Quick bike fix | Day 93 of 100
I spent a lot of time today 'fixing' my bike. I had a few close calls in the closing stages of last year which have put me off riding through the winter. (That and the weather... I'm definitely a fair-weather cyclist!). I had a bit of trouble with the rear derailleur (the bit that changes the gears) and having been putting off learning how they work so I can fix it.
After a few youtube videos I called myself and expert in the matter and dove straight into it. Quickly establishing that the problem was worse than I thought. Almost like fixing your car, the problems escalated quickly to the point where I was taking the whole thing to bits. This sounds like a nightmare scenario, surely these things should 'just work'. I haven't fiddled with them, so they shouldn't be broke right? Not quite true...
Nevertheless, I tinkered on, fully removing the derailleur half taking it to bits to clean it and then re-assembling, re-fitting and re-indexing it. Only to find that my derailleur is too old to have half of the 'make your life easier' components and designs that the modern derailleurs in the videos had. I think they call it 'retro'. This didn't throw me though, in taking it to bits and 'tinkering' with it earlier in the day I had learnt why the derailleur was designed the way it is, learning the key function of each component and the result of each adjustment.

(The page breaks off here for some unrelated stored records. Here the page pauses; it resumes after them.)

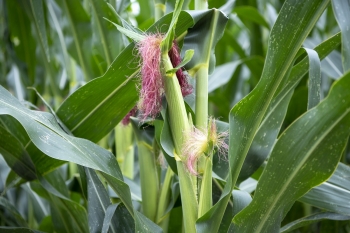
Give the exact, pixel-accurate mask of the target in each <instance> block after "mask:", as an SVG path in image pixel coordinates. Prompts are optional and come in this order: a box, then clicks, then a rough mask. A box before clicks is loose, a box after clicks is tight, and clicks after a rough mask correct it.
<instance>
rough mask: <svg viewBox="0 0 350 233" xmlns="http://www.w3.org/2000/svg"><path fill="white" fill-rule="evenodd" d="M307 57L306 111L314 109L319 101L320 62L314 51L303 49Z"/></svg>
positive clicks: (310, 49) (320, 79)
mask: <svg viewBox="0 0 350 233" xmlns="http://www.w3.org/2000/svg"><path fill="white" fill-rule="evenodd" d="M304 49H305V51H306V52H307V54H308V57H309V65H310V67H313V68H312V69H311V68H310V70H309V92H308V96H309V97H308V103H307V109H311V108H313V107H315V106H316V105H317V104H318V103H319V102H320V101H321V62H320V59H319V57H318V54H317V52H316V51H314V50H311V49H307V48H304Z"/></svg>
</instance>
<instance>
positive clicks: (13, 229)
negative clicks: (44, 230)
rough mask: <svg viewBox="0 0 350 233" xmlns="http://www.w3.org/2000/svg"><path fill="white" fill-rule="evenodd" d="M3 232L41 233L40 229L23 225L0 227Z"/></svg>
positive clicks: (11, 232)
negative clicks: (31, 228)
mask: <svg viewBox="0 0 350 233" xmlns="http://www.w3.org/2000/svg"><path fill="white" fill-rule="evenodd" d="M0 230H1V232H3V233H42V231H36V230H32V229H29V228H24V227H0Z"/></svg>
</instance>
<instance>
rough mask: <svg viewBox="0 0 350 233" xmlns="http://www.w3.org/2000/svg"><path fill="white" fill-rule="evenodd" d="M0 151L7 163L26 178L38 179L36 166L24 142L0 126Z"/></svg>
mask: <svg viewBox="0 0 350 233" xmlns="http://www.w3.org/2000/svg"><path fill="white" fill-rule="evenodd" d="M0 153H1V155H2V156H3V157H4V159H5V161H6V163H7V164H8V165H9V166H10V167H11V169H12V170H13V171H15V172H16V173H17V174H18V175H19V176H21V177H22V178H23V179H26V180H34V179H36V173H35V166H34V163H33V162H32V160H31V159H30V157H29V155H28V152H27V151H26V150H25V149H24V148H23V146H22V144H21V143H20V142H19V141H18V139H17V138H16V137H14V136H13V135H12V134H11V133H10V132H8V131H7V130H6V129H5V128H3V127H1V126H0Z"/></svg>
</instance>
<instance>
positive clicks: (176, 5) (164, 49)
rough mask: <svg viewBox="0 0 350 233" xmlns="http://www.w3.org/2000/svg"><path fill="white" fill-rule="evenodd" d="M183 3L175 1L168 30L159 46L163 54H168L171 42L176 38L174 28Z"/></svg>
mask: <svg viewBox="0 0 350 233" xmlns="http://www.w3.org/2000/svg"><path fill="white" fill-rule="evenodd" d="M183 3H184V0H176V3H175V9H174V11H173V15H172V18H171V22H170V25H169V28H168V31H167V33H166V34H165V37H164V39H163V41H162V43H161V45H160V49H161V52H162V53H163V54H164V53H165V54H168V51H169V50H170V48H171V47H172V45H173V40H174V39H175V38H176V37H175V35H176V34H175V28H176V24H177V21H178V18H179V16H180V12H181V9H182V5H183Z"/></svg>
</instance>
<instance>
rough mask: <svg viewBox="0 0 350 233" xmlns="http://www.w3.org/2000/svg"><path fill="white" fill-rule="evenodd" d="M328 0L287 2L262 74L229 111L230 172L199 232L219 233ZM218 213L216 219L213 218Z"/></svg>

After piecing back together the rear of my bike, I took it for a quick spin. Not perfect, but pretty good, and much better than it was. I was also very satisfied that I had learnt and solved a new puzzle almost from scratch, with a bit of help from youtube. I guess the takeaway is though that sometimes there isn't a 'quick fix' and you have to solve the problem the hard way. Though we shouldn't shy away, because the hard way is often quite fulfilling.